Conference Agenda

Session
MEA-P: Multimedia Emerging Applications
Time:
Wednesday, 23/Sept/2020:
11:10am - 11:30am

Session Chair: Ali C. Begen
Location: Virtual platform

Presentations
11:10am - 11:15am

RoSTAR: ROS-based Telerobotic Control via Augmented Reality

Xue Er Chung, Yuansong Qiao, Niall Murray

Athlone Institute of Technology, Ireland

Abstract— Despite the advancement of Augmented Reality (AR), the process of creating meaningful and intuitive human-robot interaction (HRI) interfaces with such technology is still extremely challenging. The cost of developing an AR robotic application are exceptionally high due to the software licensing constraints and real-robot experiments. To mitigate these limitations, we propose RoSTAR, a novel and open source HRI system based on Robot Operating System (ROS) and Augmented Reality (AR). RoSTAR is developed using ROS to simulate a 6 Degree of Freedom (DOF) robotic arm and is capable of exporting the robot arm model directly to Unity. An AR Head Mounted Display (HMD) is deployed for delivering user interaction and instructions to a ROS powered robotic arm. This system has the potential to be used for different process tasks, such as robotic gluing, dispensing and arc welding. Quality of Experience (QoE) evaluation at the user side will be carried out in the future to understand and enhance end user satisfaction.

Chung-RoSTAR-208.pdf


11:15am - 11:20am

Evaluation of Different Task Distributions for Edge Cloud-based Collaborative Visual SLAM

Sebastian Eger1, Rastin Pries2, Eckehard Steinbach1

1Technical University of Munich, Germany; 2Nokia Bell Labs, Munich, Germany

In recent years, a variety of visual SLAM (Simulta- neous Localization and Mapping) systems have been proposed. These systems allow camera-equipped agents to create a map of the environment and determine their position within this map, even without an available GPS signal. Visual SLAM algorithms differ mainly in the way the image information is processed and whether the resulting map is represented as a dense point cloud or with sparse feature points. However, most systems have in common that still a high computational effort is necessary to create an accurate, correct and up-to-date pose and map. This is a challenge for smaller mobile agents with limited power and computing resources.

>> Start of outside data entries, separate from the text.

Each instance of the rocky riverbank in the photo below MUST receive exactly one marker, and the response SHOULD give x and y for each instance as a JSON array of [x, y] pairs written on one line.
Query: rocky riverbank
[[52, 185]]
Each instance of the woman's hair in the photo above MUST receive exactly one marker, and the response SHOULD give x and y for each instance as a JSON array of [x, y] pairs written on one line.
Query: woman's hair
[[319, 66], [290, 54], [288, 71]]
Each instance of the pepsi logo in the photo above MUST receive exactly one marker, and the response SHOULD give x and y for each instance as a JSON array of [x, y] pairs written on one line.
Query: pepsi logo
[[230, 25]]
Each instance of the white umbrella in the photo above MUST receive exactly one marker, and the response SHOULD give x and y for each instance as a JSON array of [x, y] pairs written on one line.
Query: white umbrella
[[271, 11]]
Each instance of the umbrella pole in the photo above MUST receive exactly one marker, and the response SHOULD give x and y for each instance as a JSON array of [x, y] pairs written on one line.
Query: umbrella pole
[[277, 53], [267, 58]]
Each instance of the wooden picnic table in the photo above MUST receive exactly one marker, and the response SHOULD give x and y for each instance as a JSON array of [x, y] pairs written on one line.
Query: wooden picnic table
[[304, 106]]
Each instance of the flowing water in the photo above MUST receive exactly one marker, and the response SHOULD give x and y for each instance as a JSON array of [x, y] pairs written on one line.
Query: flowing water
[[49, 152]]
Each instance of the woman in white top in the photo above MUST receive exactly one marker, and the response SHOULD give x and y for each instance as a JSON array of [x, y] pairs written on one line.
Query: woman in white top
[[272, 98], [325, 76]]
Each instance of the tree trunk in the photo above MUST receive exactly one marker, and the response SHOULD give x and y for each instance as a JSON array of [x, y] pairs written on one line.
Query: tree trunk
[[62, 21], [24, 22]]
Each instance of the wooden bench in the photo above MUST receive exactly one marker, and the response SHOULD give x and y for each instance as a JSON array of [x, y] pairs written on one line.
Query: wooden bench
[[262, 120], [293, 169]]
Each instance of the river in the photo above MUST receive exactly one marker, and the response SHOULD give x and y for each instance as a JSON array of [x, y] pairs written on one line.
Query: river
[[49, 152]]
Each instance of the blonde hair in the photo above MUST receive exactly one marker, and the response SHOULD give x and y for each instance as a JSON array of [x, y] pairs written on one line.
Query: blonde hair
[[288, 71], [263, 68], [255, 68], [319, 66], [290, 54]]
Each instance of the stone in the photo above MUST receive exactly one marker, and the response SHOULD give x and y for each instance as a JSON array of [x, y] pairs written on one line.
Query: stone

In this paper, we investigate how the processing steps of a state- of-the-art feature-based visual SLAM system can be distributed among a mobile agent and an edge-cloud server. Depending on the specification of the agent, it can run the complete system locally, offload only the tracking and optimization part, or run nearly all processing steps on the server. For this purpose, the individual processing steps and their resulting data formats are examined and methods are presented how they can be efficiently transmitted to the server. Our experimental evaluation shows that the CPU load can be reduced for all task distributions which offload part of the pipeline to the server. For agents with low computing power, the processing time for the pose estimation can even be reduced. In addition, the higher computing power of the server allows to increase the frame rate and accuracy for pose estimation.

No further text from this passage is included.